SIGMOD2024
Buffered Persistence in B+ Trees
Mingzhe Du, Michael L. Scott
2 citations
Abstract
Non-volatile Memory (NVM) offers the opportunity to build large, durable B+ trees with markedly higher performance and faster post-crash recovery than is possible with traditional disk- or flash-based persistence. Unfortunately, cache flush and fence instructions, required for crash consistency and failure atomicity on many machines, introduce substantial overhead not present in non-persistent trees, and force additional NVM reads and writes. The overhead is particularly pronounced in workloads that benefit from cache reuse due to good temporal locality or small working sets---traits commonly observed in real-world applications. In this paper, we propose a buffered durable B+ tree (BD+Tree) that improves performance and reduces NVM traffic via relaxed persistence.

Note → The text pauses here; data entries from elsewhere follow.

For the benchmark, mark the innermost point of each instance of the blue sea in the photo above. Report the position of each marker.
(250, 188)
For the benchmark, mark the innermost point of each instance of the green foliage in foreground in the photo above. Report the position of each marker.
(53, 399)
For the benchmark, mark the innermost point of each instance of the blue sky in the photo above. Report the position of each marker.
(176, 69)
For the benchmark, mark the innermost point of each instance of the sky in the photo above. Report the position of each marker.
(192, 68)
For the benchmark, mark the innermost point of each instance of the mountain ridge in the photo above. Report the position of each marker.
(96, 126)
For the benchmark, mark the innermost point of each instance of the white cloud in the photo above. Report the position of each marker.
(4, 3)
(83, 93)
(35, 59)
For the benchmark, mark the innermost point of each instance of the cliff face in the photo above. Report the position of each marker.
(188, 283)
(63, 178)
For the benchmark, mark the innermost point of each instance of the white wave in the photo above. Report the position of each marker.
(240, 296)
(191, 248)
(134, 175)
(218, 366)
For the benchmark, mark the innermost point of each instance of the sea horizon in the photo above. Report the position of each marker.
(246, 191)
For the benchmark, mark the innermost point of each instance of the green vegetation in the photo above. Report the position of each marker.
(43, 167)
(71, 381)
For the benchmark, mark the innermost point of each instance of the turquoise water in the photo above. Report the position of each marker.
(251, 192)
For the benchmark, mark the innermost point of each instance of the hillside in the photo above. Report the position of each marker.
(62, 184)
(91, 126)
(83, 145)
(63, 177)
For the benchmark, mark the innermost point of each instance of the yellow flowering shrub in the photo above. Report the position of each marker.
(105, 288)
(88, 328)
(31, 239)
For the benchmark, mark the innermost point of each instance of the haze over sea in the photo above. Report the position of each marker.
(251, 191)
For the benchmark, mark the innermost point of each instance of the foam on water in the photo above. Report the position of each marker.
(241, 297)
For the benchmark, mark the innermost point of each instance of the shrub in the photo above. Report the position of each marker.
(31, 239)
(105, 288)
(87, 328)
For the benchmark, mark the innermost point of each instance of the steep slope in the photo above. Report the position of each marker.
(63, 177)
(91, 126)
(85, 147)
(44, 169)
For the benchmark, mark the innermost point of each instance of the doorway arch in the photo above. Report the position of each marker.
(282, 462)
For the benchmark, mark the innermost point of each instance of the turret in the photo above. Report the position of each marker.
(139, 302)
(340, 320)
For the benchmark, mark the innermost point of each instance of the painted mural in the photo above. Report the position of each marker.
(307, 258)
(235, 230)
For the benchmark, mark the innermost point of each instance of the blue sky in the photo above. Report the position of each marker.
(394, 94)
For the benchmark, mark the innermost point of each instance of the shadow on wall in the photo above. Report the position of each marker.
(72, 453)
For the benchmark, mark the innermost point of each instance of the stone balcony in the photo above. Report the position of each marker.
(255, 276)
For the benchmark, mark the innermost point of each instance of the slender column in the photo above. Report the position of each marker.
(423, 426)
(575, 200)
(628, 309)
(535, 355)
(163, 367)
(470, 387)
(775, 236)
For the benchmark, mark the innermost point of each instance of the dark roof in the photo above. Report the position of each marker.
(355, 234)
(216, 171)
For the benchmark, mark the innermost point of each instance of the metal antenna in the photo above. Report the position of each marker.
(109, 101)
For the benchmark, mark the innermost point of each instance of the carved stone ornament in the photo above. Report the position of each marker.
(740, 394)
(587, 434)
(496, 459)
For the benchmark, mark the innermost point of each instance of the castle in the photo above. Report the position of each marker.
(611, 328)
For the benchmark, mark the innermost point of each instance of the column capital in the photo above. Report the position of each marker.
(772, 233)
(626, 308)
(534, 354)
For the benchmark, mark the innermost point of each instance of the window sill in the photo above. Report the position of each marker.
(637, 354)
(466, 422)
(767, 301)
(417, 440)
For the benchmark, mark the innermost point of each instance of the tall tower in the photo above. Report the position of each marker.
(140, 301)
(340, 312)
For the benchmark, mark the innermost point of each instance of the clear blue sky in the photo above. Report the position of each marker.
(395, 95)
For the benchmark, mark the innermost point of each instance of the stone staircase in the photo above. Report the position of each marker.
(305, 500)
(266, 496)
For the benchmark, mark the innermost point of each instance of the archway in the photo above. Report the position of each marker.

Execution of a BD+Tree is divided into epochs of a few milliseconds each; if a crash occurs in epoch e, the tree recovers to its state as of the end of epoch e -2. (The persistence boundary can always be made current with an explicit sync operation, which quickly advances the epoch by 2.) NVM writes within an epoch are aggregated for delayed persistence, thereby increasing cache reuse and reducing traffic to NVM. In comparison to state-of-the-art persistent B+ trees, our micro-benchmark experiments show that BD+Tree can improve throughput by up to 2.4x and reduce NVM writes by up to 90% when working sets are small or workloads exhibit strong temporal locality. On real-world workloads that benefit from cache reuse, BD+Tree realizes throughput improvements of 1.1--2.4x and up to a 99% decrease in NVM writes. Even on uniform workloads, with working sets that significantly exceed cache capacity, BD+Tree still improves throughput by 1--1.3x. The performance advantage of BD+Tree increases with larger caches, suggesting ongoing benefits as CPUs evolve toward gigabyte cache capacities.